Salespeople tend to forget this aspect of the job. Either due to their egos (“If they want, they will contact me.”) or complacency. However, to reach you’re your targets and close your deals, 80% of sales require at least 5 follow up calls before you ever get there. Why place so much importance on following up? Your relationship with your prospect, lead or client will determine if they will engage you, reengage you or shut you down completely. Follow-ups will build their trust in you so long as you:
- Create value = show that you are detail-oriented and have focused on every call you’ve made with them before this.
- Build a routine with them = you can evolve your relationship with them to include shared interest like golf, fishing, cars, the stock market and you will be someone they associate with these activities.
- Resolve previous objections and clear previous doubts = always be ready to put their doubts to rest – but not in a pushy way! Let them know you understand, give them case studies that could relate to the issue, relate to them with the results from other clients or companies from the same industry.
4. You’ve hit a few speedbumps:
You’ve been told that “you’re too pushy”.
A good salesperson is good at following up. While following up, you may end up seeming aggressive. Some would choose to continue, putting on a thick face and some would give up – toning down on the follow-ups. However, either way, you are jeopardising your results. By putting on a thick face and just shouldering on where you aren’t wanted, you will ruin your relationships with your prospects and clients. By giving up, you would be missing opportunities to maximise your sales revenue. Compare following up on leads with taking care of a child – when you truly believe in the solution (product/service) that you are pitching, you want to be able to share it with them so that they can benefit from it.
Review your success and failures.
Learn from every instance of failure and all the moments you experienced success.

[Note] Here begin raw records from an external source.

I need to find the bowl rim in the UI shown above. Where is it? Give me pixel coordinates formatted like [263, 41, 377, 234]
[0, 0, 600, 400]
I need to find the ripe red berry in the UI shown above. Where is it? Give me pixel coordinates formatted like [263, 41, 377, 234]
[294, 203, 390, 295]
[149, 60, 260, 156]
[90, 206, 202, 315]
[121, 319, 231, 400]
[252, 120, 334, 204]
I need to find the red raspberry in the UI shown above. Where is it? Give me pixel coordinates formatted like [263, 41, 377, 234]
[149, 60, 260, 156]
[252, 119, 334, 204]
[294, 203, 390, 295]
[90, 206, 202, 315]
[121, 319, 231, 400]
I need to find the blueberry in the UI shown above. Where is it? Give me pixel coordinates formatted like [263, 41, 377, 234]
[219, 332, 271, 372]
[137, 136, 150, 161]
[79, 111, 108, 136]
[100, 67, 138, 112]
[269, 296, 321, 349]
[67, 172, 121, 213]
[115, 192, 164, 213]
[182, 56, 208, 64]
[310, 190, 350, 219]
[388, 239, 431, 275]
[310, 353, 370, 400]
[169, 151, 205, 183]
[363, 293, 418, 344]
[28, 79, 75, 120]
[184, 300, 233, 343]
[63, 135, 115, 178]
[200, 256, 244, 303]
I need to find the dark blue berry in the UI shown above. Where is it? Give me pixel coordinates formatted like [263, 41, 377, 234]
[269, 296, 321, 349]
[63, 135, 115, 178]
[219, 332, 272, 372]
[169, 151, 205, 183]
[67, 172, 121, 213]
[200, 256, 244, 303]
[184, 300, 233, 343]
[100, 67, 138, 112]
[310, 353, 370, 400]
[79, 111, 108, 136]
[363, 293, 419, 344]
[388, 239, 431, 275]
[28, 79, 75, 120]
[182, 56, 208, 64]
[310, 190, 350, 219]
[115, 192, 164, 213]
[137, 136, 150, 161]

Figure out the 5W’s and 1H of every one of your prospecting activities, all your sales pitches and each of our closed deals. From there, build a mental database of resources for your future sales endeavours. For every mistake, prepare two to three different alternatives. Test these out when you get the chance – a little bit like the A/B testing marketers have to do to figure out what their clients want.
5. You’ve arrived:
You will still need to work to enjoy yourself.
Don’t celebrate too soon – even after 5 hours on a bus or 12 hours on a plane, it takes a while before you get to enjoy your holiday. You will need to lug your baggage around and check-in. Afterwards, you might be struck by bad weather – either way, reaching your destination does not necessarily mean that it’s smooth sailing from there. It’s the same with success: just because you’ve got now got it does not mean you will be able to slack off. Sure, your quality of life will improve but you will not be able to relax. Your sales will always only be equal to your effort.